School reopening set for October 19

CS Magoha to Decide Fate of KCPE

Education Cabinet Secretary Professor George Magoha is expected to give direction on the fate the Kenya Certificate of Primary Education (KCPE) following an advice from the Curriculum Implementation Committee to scrap it off.

According to the Standard, the committee agreed on Tuesday, December 8 during a retreat in Naivasha to scrap the national exam and replace it with the Grade Nine national exams, which will be at the end of junior secondary school.

The committee further proposed that no national examinations should be administered at the end of Grade Six.

The publication further reported that the committee also agreed that the Grade Nine exams will be used to place students to senior high schools.

Learners back in classes.
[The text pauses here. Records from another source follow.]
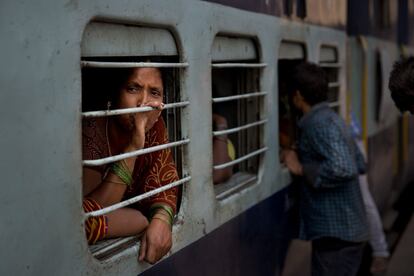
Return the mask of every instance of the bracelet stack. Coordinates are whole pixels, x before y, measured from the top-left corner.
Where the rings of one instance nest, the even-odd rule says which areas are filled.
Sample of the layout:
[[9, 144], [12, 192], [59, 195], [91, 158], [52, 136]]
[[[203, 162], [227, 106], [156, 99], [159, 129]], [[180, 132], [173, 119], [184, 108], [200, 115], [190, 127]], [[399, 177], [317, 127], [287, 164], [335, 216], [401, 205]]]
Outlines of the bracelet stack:
[[128, 187], [132, 185], [132, 173], [129, 171], [124, 160], [113, 163], [111, 171], [118, 176], [125, 185]]
[[[158, 212], [158, 211], [164, 211], [164, 212]], [[164, 222], [166, 222], [167, 224], [170, 225], [170, 227], [172, 227], [173, 225], [173, 220], [174, 220], [174, 210], [173, 208], [171, 208], [170, 206], [166, 205], [166, 204], [155, 204], [153, 206], [151, 206], [150, 208], [150, 220], [153, 219], [159, 219], [162, 220]]]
Photo/Courtesy

The proposal also indicated that national assessments should be carried in Grades Four, Six, Nine and 12 instead.

Under this version, the Grade Six assessment will only be used to gauge learner’s understanding of Competency-Based Curriculum (CBC).

Grade Nine assessment, which will be done after three years of secondary learning, will guide placement of students to the three pathways as envisioned in the CBC while Grade 12 examination will be used to place students to universities and colleges after six years of secondary education.

Under the new curriculum, learners are expected to spend two years in pre-primary six in primary, three in junior secondary and another three in senior secondary school.

The plan to introduce a new national test in high schools was made clear last year in Naivasha during a meeting between the Ministry of Education and National Assembly Education Committee.

Education CS George Magoha inspecting Langas Primary School in Eldoret on Friday, November 6, 2020 where he reportedly ordered teachers to collect garbage. Photo/Courtesy

However, the big questions raised is on the best criteria that would be used to place students to secondary schools if examinations are abolished.

According to reports, the committee have tasked the Kenya National Examinations Council (KNEC) to come up with the best way students will be placed to junior secondary schools.

Questions have also been raised on the committee’s proposal to have all Grade Six learners be transited to the neighbouring secondary schools for junior secondary education.